А его судьба ненавидела. Уже и не вспомнить, кто эту вражду начал — он или она, — но это был факт. Судьба — его извечный враг. Поэтому её нужно было убить. Уничтожить, даже если ради этого придётся восстать против всего мира. А судьба, защищаясь, насылала на него своих избранников. Сегодня ими были Эмилия и Рем.

— Какая ирония… — прошептал он.

И кому только пришло в голову использовать Рем для внезапной атаки? Гениальный ход. Ведь когда-то, под действием Полномочия «Чревоугодия», Альдебаран не видел в её существовании ничего странного и выстроил с ней вполне обычные отношения. И потому, когда Присцилла погибла, а пелена с его глаз спала, удар воспоминаний по нему оказался сокрушительным.

Потому что перед ним стояла та, кто давно должна была быть мертва.

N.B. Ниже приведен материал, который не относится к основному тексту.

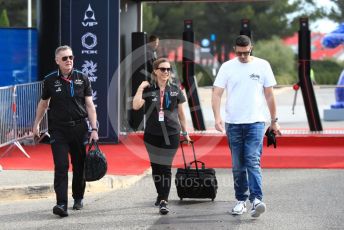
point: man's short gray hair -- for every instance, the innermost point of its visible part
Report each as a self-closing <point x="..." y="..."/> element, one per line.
<point x="62" y="48"/>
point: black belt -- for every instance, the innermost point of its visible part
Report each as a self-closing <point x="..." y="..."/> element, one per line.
<point x="69" y="123"/>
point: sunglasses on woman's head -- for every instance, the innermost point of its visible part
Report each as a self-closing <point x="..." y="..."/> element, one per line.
<point x="65" y="58"/>
<point x="162" y="69"/>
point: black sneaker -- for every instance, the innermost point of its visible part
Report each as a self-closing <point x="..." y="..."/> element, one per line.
<point x="60" y="210"/>
<point x="157" y="202"/>
<point x="163" y="209"/>
<point x="78" y="204"/>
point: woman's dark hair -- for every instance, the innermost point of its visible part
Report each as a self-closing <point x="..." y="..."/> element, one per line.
<point x="242" y="40"/>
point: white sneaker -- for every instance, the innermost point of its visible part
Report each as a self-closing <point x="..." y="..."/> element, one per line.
<point x="239" y="208"/>
<point x="258" y="207"/>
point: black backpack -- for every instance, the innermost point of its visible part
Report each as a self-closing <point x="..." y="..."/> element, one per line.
<point x="95" y="163"/>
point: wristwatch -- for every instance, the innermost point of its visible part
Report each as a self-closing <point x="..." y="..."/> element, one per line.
<point x="274" y="120"/>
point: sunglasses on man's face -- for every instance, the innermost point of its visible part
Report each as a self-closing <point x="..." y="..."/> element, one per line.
<point x="162" y="69"/>
<point x="65" y="58"/>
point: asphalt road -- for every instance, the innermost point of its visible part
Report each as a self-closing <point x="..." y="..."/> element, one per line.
<point x="325" y="96"/>
<point x="296" y="199"/>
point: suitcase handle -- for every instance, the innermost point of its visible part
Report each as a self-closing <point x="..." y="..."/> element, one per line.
<point x="95" y="143"/>
<point x="193" y="150"/>
<point x="196" y="162"/>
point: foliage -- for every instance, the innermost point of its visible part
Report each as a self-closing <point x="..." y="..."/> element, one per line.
<point x="17" y="12"/>
<point x="280" y="57"/>
<point x="327" y="71"/>
<point x="267" y="18"/>
<point x="4" y="22"/>
<point x="151" y="21"/>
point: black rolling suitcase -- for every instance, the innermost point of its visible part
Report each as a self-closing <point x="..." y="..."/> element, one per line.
<point x="195" y="182"/>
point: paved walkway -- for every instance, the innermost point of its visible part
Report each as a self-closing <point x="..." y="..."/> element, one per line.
<point x="16" y="184"/>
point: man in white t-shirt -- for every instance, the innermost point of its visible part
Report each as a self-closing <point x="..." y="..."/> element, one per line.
<point x="249" y="83"/>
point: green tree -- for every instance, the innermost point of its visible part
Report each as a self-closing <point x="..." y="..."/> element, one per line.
<point x="151" y="20"/>
<point x="267" y="18"/>
<point x="281" y="58"/>
<point x="4" y="22"/>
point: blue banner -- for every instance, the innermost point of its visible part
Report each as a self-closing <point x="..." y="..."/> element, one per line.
<point x="91" y="28"/>
<point x="18" y="56"/>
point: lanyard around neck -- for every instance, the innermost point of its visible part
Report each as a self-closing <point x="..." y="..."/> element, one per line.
<point x="70" y="84"/>
<point x="162" y="92"/>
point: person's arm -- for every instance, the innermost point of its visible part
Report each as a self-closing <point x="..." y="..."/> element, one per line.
<point x="182" y="121"/>
<point x="92" y="117"/>
<point x="41" y="110"/>
<point x="270" y="99"/>
<point x="215" y="103"/>
<point x="138" y="101"/>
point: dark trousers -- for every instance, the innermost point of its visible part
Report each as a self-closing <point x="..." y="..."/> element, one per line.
<point x="71" y="140"/>
<point x="161" y="157"/>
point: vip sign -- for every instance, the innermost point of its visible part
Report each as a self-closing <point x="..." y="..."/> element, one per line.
<point x="89" y="17"/>
<point x="93" y="31"/>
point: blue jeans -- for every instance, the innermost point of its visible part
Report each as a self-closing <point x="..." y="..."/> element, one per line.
<point x="246" y="144"/>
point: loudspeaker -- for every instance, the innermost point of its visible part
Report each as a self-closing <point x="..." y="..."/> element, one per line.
<point x="245" y="28"/>
<point x="304" y="77"/>
<point x="139" y="74"/>
<point x="189" y="76"/>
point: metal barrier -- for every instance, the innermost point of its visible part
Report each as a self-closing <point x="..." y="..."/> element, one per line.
<point x="18" y="106"/>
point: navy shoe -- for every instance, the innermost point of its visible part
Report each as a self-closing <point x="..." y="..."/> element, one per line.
<point x="78" y="204"/>
<point x="157" y="202"/>
<point x="163" y="209"/>
<point x="60" y="210"/>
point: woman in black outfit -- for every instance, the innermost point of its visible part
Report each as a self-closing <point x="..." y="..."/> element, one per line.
<point x="165" y="120"/>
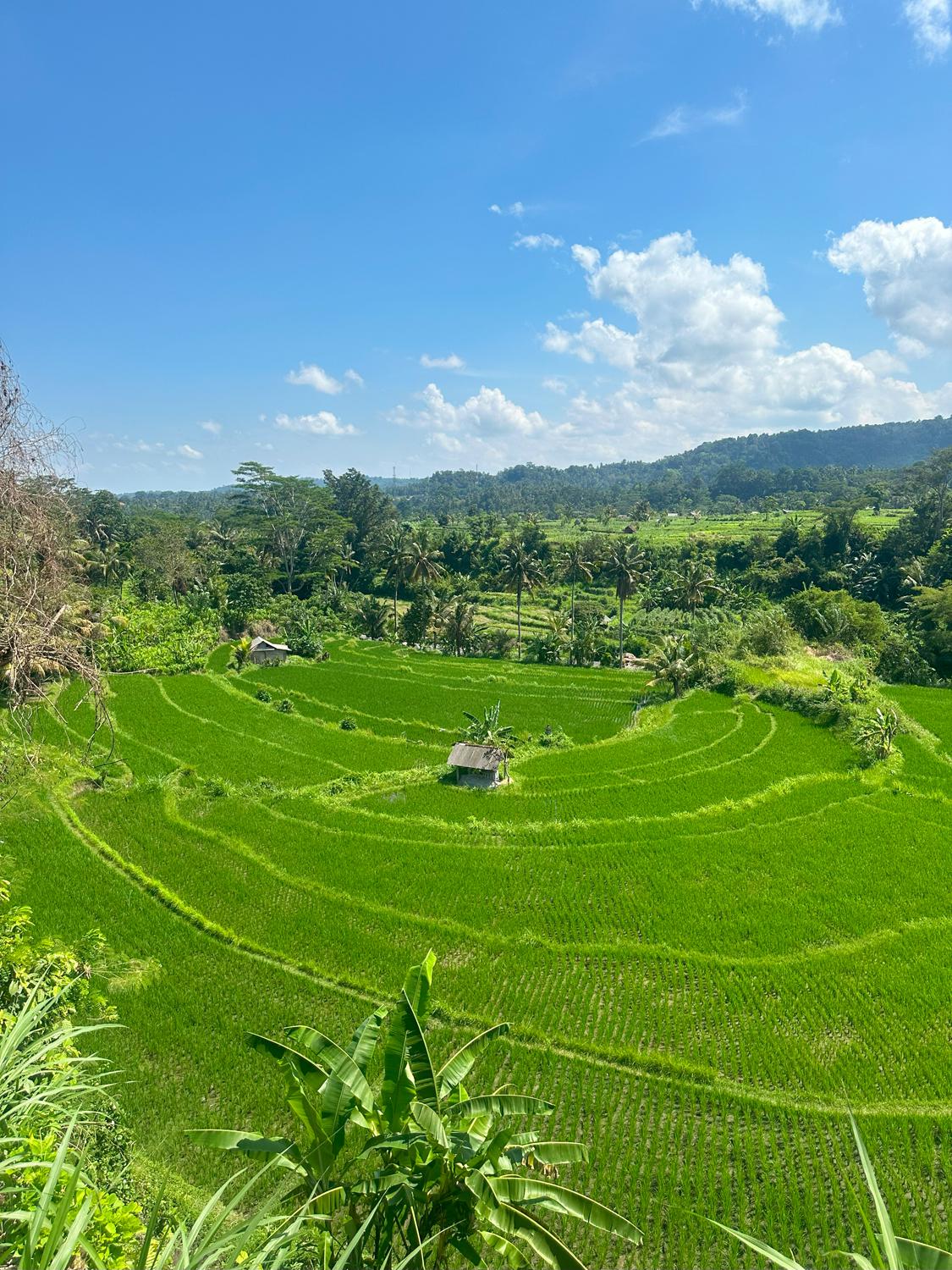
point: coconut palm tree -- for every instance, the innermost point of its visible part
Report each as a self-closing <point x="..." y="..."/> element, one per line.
<point x="396" y="561"/>
<point x="674" y="663"/>
<point x="520" y="571"/>
<point x="627" y="568"/>
<point x="576" y="566"/>
<point x="347" y="563"/>
<point x="456" y="621"/>
<point x="423" y="561"/>
<point x="695" y="584"/>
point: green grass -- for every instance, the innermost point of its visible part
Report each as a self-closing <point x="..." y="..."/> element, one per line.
<point x="707" y="927"/>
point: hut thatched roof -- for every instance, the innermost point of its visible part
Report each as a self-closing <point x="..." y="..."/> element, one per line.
<point x="482" y="759"/>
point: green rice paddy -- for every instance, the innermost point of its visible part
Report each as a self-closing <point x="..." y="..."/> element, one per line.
<point x="708" y="927"/>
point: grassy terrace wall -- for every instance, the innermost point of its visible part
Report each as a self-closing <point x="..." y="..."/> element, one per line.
<point x="703" y="929"/>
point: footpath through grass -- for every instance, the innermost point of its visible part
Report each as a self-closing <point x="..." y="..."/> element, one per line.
<point x="707" y="929"/>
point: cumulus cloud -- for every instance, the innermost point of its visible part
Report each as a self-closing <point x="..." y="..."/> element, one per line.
<point x="314" y="378"/>
<point x="451" y="362"/>
<point x="537" y="241"/>
<point x="797" y="14"/>
<point x="906" y="271"/>
<point x="517" y="210"/>
<point x="687" y="119"/>
<point x="322" y="424"/>
<point x="487" y="424"/>
<point x="932" y="25"/>
<point x="706" y="357"/>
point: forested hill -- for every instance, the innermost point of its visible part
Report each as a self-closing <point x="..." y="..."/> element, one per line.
<point x="839" y="462"/>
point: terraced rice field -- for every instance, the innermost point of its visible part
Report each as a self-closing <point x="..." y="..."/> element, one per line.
<point x="705" y="922"/>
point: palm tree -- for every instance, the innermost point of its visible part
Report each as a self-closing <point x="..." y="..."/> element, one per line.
<point x="673" y="662"/>
<point x="627" y="568"/>
<point x="396" y="561"/>
<point x="576" y="566"/>
<point x="347" y="561"/>
<point x="423" y="561"/>
<point x="520" y="571"/>
<point x="695" y="586"/>
<point x="456" y="621"/>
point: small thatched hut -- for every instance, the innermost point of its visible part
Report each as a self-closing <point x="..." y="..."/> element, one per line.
<point x="477" y="766"/>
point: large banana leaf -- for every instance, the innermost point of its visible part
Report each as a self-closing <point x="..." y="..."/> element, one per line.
<point x="459" y="1066"/>
<point x="249" y="1143"/>
<point x="500" y="1104"/>
<point x="365" y="1039"/>
<point x="512" y="1189"/>
<point x="432" y="1123"/>
<point x="398" y="1090"/>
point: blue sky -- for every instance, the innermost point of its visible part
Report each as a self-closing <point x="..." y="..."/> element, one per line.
<point x="432" y="235"/>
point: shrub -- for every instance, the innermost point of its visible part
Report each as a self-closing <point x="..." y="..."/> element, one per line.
<point x="768" y="634"/>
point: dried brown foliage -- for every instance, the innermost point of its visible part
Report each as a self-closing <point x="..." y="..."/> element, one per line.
<point x="46" y="629"/>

Нацуки Субару. Это он сделал. Это он бросил вызов судьбе и победил. Это он вернул Рем. Но… не спас Присциллу Бариэль.

— А раз ты так… то и пощады не жди.

Слёзы, самобичевание, слова сочувствия — всё это было ему не нужно. Он жаждал не утешения. Он жаждал её жизни.

Сжав зубы до вкуса крови, он обернулся и встретился с Эмилией взглядом. Девушка с ледяными крыльями выглядела как ангел, но ангелы не набирают высоту, отталкиваясь от пустоты. Начальный импульс ей придала Рем ударом по плите, но дальше…

— И!.. Вот так!

С каждым её беззаботным выкриком она поднималась всё выше. Всё оказалось до смешного просто: она создавала в воздухе ледяные опоры и отталкивалась от них, превращая разреженный воздух в твёрдую землю под ногами. Сотворённые столбы тут же рассыпались в ману, дабы стать материалом для новых — безумная трата сил, доступная лишь обладателю невероятного таланта и бездонного запаса маны.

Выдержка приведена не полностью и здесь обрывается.